Using the bufstream-values.yaml Helm values file, install the Helm chart for the cluster and set the target Bufstream version:

Single-region

$ helm install bufstream oci://us-docker.pkg.dev/buf-images-1/bufstream/charts/bufstream \
  --version "<version>" \
  --namespace=bufstream \
  --values bufstream-values.yaml

Multi-region

Install the helm chart to separate regional kubernetes clusters by specifying the --kube-context=<gke cluster context> argument.
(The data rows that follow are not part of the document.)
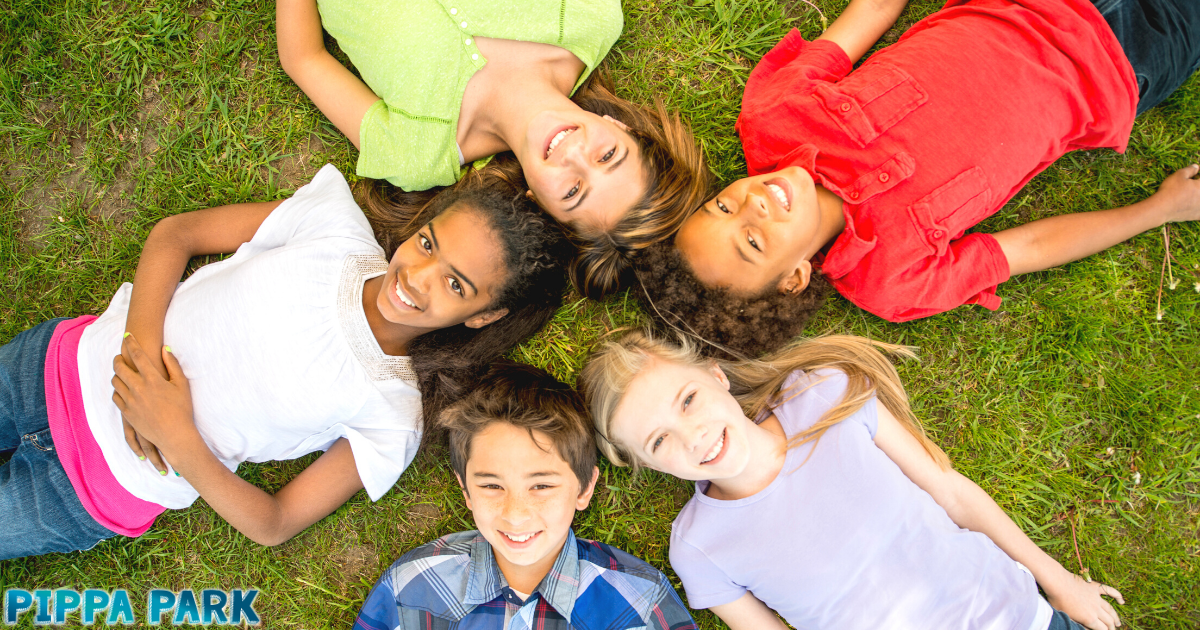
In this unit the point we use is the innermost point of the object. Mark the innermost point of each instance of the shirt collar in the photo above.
(558, 588)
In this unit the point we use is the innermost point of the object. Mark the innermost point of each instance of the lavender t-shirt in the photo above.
(846, 540)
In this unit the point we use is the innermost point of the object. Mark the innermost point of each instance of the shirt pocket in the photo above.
(870, 101)
(945, 214)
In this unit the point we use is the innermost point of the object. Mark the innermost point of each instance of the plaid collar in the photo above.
(558, 588)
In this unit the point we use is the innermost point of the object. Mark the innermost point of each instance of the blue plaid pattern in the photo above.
(454, 583)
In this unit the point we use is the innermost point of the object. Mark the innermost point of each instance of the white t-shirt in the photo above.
(847, 540)
(277, 351)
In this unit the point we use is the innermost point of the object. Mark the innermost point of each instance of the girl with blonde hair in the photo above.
(819, 497)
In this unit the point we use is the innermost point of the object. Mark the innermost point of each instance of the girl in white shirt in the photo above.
(832, 509)
(311, 336)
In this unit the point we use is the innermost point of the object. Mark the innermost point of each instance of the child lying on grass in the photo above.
(522, 449)
(874, 174)
(307, 339)
(857, 519)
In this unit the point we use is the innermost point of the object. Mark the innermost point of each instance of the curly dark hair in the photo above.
(733, 327)
(449, 361)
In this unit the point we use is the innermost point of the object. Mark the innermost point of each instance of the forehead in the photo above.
(509, 450)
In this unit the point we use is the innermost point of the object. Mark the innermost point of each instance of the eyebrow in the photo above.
(460, 274)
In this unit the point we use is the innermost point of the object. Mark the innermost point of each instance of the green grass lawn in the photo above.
(1075, 405)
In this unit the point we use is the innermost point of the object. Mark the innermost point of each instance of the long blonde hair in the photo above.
(756, 384)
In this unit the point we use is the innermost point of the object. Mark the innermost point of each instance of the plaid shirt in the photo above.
(453, 583)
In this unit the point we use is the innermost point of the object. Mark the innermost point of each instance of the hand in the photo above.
(1180, 195)
(1081, 600)
(157, 409)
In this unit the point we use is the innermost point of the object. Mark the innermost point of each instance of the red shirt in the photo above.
(935, 133)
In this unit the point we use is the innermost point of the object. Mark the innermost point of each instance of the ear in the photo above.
(615, 121)
(585, 498)
(797, 280)
(466, 496)
(487, 317)
(719, 375)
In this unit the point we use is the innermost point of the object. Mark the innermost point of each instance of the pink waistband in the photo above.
(99, 491)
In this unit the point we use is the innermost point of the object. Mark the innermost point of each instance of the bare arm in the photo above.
(1062, 239)
(971, 508)
(161, 409)
(862, 24)
(171, 245)
(335, 90)
(748, 613)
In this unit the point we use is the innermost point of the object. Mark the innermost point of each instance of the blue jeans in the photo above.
(40, 511)
(1061, 622)
(1162, 41)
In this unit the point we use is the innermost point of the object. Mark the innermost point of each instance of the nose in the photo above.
(515, 510)
(421, 276)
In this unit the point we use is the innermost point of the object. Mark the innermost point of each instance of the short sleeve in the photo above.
(967, 273)
(703, 582)
(381, 611)
(323, 208)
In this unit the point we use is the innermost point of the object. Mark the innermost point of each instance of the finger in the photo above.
(1113, 593)
(154, 455)
(174, 371)
(131, 438)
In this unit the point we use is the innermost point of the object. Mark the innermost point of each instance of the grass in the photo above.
(1075, 405)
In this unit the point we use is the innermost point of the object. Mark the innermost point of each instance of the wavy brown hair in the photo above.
(756, 384)
(449, 361)
(732, 325)
(678, 183)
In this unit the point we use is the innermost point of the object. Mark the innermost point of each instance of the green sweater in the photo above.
(418, 55)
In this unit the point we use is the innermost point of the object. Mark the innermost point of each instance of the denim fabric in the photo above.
(40, 511)
(1060, 621)
(1162, 41)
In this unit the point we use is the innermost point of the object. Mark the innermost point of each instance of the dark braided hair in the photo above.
(749, 327)
(449, 361)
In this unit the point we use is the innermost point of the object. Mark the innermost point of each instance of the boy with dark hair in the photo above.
(525, 454)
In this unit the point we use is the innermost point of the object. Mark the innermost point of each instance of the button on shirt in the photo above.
(935, 133)
(418, 55)
(455, 582)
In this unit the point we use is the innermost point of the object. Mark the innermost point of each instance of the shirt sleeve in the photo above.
(323, 208)
(969, 273)
(703, 582)
(381, 611)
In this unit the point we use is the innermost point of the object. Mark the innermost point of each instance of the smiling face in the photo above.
(682, 420)
(585, 169)
(756, 233)
(444, 275)
(523, 497)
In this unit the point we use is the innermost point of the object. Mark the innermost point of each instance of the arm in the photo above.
(335, 90)
(748, 613)
(1062, 239)
(171, 245)
(971, 508)
(161, 409)
(862, 24)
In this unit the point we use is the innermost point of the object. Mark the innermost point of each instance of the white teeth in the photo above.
(402, 297)
(558, 138)
(780, 196)
(715, 450)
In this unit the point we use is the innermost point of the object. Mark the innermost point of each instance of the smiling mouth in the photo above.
(405, 298)
(558, 138)
(715, 451)
(781, 193)
(520, 539)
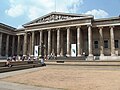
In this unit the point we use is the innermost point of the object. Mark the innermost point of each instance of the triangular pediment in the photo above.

$ helm install --kube-context="<gke cluster region1>" bufstream oci://us-docker.pkg.dev/buf-images-1/bufstream/charts/bufstream \
  --version "<version>" \
  --namespace=bufstream \
  --values bufstream-values.yaml
$ helm install --kube-context="<gke cluster region2>" bufstream oci://us-docker.pkg.dev/buf-images-1/bufstream/charts/bufstream \
  --version "<version>" \
  --namespace=bufstream \
  --values bufstream-values.yaml

If you change any configuration in the bufstream-values.yaml file, re-run the Helm install command to apply the changes.

Ingress using NEG

To access the Bufstream cluster from outside the kubernetes cluster, Network Endpoint Groups (NEGs) can be created. The easiest way to create NEGs is to use the built-in GKE NEG controller. Add the following configuration to bufstream-values.yaml file:

bufstream-values.yaml
bufstream:
  # ensure that both serviceAccount and service are under the bufstream section
  serviceAccount:
    annotations:
      iam.gke.io/gcp-service-account: ...
  service:
    annotations:
      cloud.google.com/neg: '{"exposed_ports": {"9089":{}, "9092":{}}}'

and run the helm upgrade command for Bufstream:

$ helm upgrade bufstream oci://us-docker.pkg.dev/buf-images-1/bufstream/charts/bufstream \
  --version "<version>" \
  --namespace=bufstream \
  --values bufstream-values.yaml

Follow the Container-native load balancing through standalone zonal NEGs docs to attach external application load balancers to the created standalone NEG groups. Make sure that TCP protocol is used for port 9092 (kafka) and HTTP for 9089 (admin).

Running CLI commands

Once you've deployed, you can run the Bufstream CLI commands directly using kubectl exec bufstream <command> on the running Bufstream pods. You don't need to install anything else.